The Impact of Unstated Norms in Bias Analysis of Language Models
This work addresses a methodological issue in bias analysis for AI researchers, highlighting potential misleading results in quantifying bias, which is incremental in refining evaluation techniques.
The paper tackles the problem of unrealistic bias measurements in language models caused by template-based probes, finding that these probes can artificially inflate bias due to mismatches with unstated norms in pretraining data, such as markedness.
Bias in large language models (LLMs) has many forms, from overt discrimination to implicit stereotypes. Counterfactual bias evaluation is a widely used approach to quantifying bias and often relies on template-based probes that explicitly state group membership.

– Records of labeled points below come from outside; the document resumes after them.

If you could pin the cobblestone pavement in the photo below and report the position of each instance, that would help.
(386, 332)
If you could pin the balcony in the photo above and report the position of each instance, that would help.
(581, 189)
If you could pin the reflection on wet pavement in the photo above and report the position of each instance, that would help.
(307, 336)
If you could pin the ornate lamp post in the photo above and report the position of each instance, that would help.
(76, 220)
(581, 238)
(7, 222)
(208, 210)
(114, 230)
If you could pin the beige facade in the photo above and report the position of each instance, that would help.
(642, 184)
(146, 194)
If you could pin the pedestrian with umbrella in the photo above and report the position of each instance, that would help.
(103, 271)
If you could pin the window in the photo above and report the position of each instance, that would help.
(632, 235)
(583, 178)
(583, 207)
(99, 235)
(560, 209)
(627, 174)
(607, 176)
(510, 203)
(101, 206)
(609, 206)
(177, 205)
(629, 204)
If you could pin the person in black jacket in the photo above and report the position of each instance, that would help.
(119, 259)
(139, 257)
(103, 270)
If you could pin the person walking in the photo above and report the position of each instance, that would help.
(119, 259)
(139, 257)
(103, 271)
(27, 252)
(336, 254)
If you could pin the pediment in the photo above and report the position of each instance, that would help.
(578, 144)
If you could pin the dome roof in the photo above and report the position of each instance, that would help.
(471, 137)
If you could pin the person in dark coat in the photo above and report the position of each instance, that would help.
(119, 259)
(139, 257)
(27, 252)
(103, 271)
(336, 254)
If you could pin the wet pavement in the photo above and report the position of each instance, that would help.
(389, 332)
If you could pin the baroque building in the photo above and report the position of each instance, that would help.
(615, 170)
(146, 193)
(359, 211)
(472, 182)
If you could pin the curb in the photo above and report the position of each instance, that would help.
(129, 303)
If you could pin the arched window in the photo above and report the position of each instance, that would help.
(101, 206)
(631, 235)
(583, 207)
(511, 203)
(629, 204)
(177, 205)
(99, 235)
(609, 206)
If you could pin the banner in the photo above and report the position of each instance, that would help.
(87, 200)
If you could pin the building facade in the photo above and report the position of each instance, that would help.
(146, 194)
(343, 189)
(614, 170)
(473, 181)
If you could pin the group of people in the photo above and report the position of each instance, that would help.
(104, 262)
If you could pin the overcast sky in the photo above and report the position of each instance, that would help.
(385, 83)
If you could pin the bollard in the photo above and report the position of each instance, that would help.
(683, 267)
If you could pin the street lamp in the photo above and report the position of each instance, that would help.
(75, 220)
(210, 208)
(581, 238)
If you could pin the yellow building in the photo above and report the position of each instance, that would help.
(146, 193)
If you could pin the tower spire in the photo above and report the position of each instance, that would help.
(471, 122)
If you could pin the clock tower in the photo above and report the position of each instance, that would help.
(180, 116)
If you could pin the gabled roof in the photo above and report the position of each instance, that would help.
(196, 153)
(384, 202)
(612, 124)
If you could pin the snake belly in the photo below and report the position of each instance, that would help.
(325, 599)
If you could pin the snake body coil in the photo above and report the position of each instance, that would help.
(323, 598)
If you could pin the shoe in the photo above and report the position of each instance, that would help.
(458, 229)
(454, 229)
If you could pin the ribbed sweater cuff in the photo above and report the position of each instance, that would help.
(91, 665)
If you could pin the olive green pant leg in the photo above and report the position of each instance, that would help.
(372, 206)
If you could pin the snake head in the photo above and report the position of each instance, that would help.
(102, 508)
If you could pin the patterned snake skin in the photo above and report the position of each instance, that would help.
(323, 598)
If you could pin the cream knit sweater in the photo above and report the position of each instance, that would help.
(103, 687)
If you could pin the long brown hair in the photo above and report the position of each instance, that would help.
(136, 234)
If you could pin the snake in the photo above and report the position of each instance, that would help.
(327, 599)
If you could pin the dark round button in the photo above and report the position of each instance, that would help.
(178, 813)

It measures whether the outcome of a task performed by an LLM is invariant to a change in group membership. In this work, we find that template-based probes can lead to unrealistic bias measurements. For example, LLMs appear to mistakenly cast text associated with White race as negative at higher rates than other groups. We hypothesize that this arises artificially via a mismatch between commonly unstated norms, in the form of markedness, in the pretraining text of LLMs (e.g., Black president vs. president) and templates used for bias measurement (e.g., Black president vs. White president). The findings highlight the potential misleading impact of varying group membership through explicit mention in counterfactual bias quantification.